«Sabía que iba a ser el campeón de la carrera porque nadie se preparó mejor que yo; además, tengo condiciones físicas excepcionales».
«Nuestra gira internacional fue un éxito rotundo. Nos presentamos en Los Cotuntos, La Pedrada, Pozo Cuadrado, Bola del Medio y Huevo Rancio, y la acogida del público y de la crítica en todos los escenarios resultó fabulosa… lo nunca visto».
«Esta primera novela mía titulada El plátano burro y los burros aplatanados conjuga de manera magistral ficción y realidad. Enseguida se agotó en las librerías del país.
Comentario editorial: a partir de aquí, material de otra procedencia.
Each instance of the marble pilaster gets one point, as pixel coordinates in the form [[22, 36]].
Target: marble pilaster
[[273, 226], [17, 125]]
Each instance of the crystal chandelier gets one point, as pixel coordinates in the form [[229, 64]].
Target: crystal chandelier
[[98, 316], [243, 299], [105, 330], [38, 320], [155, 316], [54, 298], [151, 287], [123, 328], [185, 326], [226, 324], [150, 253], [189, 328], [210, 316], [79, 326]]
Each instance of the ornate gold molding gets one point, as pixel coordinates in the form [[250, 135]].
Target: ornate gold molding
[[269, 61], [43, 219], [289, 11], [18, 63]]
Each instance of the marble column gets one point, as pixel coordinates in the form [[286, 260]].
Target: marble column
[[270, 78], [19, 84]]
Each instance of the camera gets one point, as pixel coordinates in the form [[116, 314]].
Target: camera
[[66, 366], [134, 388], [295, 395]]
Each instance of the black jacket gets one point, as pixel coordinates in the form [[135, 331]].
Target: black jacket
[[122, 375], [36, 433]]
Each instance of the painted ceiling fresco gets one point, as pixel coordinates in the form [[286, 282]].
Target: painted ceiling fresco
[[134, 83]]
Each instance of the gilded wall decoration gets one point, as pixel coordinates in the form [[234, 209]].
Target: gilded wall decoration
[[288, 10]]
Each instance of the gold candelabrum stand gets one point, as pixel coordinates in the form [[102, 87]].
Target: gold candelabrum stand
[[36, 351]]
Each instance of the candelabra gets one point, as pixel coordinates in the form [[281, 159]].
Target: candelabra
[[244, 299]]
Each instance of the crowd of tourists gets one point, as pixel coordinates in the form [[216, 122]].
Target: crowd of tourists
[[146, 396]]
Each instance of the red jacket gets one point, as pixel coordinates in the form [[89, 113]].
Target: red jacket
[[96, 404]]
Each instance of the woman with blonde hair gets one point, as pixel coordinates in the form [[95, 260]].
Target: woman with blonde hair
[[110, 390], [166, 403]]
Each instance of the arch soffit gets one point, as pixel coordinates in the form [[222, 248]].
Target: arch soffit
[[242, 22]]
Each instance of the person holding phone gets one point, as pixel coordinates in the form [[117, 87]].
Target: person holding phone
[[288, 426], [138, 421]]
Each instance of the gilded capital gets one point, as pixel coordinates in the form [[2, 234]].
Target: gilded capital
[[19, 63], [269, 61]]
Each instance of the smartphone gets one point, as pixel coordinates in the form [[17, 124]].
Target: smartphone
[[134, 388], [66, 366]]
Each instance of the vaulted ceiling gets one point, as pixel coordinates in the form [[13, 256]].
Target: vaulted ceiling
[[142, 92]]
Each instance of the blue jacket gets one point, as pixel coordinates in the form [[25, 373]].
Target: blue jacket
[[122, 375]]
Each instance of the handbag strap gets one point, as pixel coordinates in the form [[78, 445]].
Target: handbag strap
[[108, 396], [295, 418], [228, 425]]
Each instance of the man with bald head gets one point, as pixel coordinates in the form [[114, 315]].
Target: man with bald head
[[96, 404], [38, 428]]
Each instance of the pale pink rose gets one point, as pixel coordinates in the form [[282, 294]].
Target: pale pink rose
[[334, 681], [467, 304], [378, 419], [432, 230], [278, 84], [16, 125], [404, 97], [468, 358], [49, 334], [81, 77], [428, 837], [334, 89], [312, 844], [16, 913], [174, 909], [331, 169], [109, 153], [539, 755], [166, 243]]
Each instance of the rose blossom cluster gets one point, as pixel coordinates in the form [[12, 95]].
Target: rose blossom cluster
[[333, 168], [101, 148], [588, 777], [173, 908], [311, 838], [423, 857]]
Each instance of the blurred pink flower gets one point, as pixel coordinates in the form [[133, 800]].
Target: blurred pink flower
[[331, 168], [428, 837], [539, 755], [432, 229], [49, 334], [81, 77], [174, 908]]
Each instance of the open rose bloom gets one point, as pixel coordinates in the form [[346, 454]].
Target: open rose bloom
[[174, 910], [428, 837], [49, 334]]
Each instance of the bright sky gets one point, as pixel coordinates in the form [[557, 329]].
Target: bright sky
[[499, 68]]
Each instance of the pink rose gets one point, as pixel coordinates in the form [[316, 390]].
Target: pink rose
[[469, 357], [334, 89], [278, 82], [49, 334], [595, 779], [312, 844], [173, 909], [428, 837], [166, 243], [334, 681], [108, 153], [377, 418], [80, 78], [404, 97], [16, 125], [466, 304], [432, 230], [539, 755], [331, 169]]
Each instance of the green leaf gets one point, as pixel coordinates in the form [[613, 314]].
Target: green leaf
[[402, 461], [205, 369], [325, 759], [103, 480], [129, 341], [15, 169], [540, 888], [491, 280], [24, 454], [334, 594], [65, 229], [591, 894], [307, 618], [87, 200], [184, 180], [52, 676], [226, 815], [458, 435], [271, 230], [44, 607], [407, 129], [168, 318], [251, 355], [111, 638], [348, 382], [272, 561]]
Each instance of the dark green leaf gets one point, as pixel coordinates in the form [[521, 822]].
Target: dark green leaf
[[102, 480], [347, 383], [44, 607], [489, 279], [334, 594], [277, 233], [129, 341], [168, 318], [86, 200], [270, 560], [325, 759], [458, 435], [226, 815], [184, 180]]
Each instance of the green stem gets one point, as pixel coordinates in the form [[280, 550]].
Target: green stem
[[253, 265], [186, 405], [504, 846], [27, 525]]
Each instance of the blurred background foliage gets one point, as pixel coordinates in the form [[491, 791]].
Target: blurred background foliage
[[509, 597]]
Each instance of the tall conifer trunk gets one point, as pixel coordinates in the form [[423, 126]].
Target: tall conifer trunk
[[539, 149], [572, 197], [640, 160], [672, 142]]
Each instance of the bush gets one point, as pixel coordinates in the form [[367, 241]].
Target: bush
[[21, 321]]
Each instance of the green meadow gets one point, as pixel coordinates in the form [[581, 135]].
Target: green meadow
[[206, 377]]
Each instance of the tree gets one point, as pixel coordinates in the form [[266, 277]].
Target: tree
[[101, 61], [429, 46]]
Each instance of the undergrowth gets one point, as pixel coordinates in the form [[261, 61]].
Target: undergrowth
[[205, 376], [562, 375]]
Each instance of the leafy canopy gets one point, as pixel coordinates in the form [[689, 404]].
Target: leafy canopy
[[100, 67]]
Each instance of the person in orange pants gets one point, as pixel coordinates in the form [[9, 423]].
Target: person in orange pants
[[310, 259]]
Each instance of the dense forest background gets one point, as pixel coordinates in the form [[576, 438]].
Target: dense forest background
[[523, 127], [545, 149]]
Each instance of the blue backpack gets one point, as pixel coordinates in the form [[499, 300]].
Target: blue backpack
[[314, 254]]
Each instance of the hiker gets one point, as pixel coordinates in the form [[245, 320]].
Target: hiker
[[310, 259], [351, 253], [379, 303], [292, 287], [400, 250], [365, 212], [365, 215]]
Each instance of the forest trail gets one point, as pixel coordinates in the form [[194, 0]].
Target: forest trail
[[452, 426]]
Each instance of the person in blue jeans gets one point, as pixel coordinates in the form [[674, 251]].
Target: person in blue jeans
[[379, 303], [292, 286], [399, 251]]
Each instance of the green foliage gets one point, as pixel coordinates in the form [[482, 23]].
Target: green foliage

Ahora estoy preparando la segunda parte, El suspiro del fongo, que promete muchísimo y en la que ya están interesadas varias editoriales del continente».
Estos son solo tres ejemplos ¿irreales? de ese bichito que de vez en vez despunta en nuestra cotidianidad para carcomer la humildad y la sencillez, dos losas que no deberían faltar nunca en el piso firme de los seres humanos.
Pudiera llamarse autosuficiencia, inmodestia, vanagloria, alarde, charlatanería, engreimiento o petulancia. Pero de cualquier modo implica un «yoísmo» acuchillador de la virtud y un «parlanchismo» exagerado.
Todo tipo de pedantería resulta nociva, mas la peor acaso es aquella que se amplifica a los cuatro vientos —como sucede con cierta frecuencia— por canales de alcance masivo. Aquella que intenta demeritar a voz rajada el esfuerzo de otros poniendo al ego en primera fila, se hace más perniciosa porque, al ser captada por millones de receptores, puede convertirse en patrón diario.
No ha de aplaudirse jamás al atleta que derrote a otro y después vocifere que él conocía el resultado de antemano; ni al intérprete que se alce con un premio en un certamen artístico y luego diga sin sonrojos que se hizo justicia al talento; ni al estudiante que exponga sin preguntárselo: «yo fui el mejor de mi grupo, yo fui el único que aprobó, yo… yo…».
Al respecto, el ensayista español del siglo XIX Juan Donoso Cortés escribía que nada sienta tan bien en la frente del vencedor como una corona de modestia. Sin embargo, en estos tiempos esa corona parece haberse llenado en ocasiones de fanfarronadas y bullicios.
Hay quienes hasta aprueban la autosuficiencia —quizá inconscientemente— planteando que existen los «autosuficientes suficientes» y esos merecen el crédito y la justificación a contrapelo de los «autosuficientes insuficientes».
Tal vez eso también ayudó a que la plaga haya crecido ahora más que ayer. Porque casi no tengo dudas: hoy, a escala social, deben existir más charlatanes que en épocas en que la instrucción y la cultura eran, en hipótesis, menores.
He ahí otro de los peligros: que el mal se propague y penetre en los nervios sociales hasta que algunos de los éxitos anquilosen la vida. Recordemos que la autosuficiencia genera en sí misma un sentimiento de superioridad y, por consiguiente, poco afán de dejar atrás los defectos y vicios.
Y engendra la filosofía de creerse infalible de faltas y desprovisto de dudas, esas que tanto se necesitan en cualquier circunstancia para crecer y progresar. La autosuficiencia, en fin, fecunda espejismos y ocasos porque, como decía un duque ibérico de siglos pasados, cuando «uno empieza a sentirse autosuficiente comienza a sembrar su decadencia».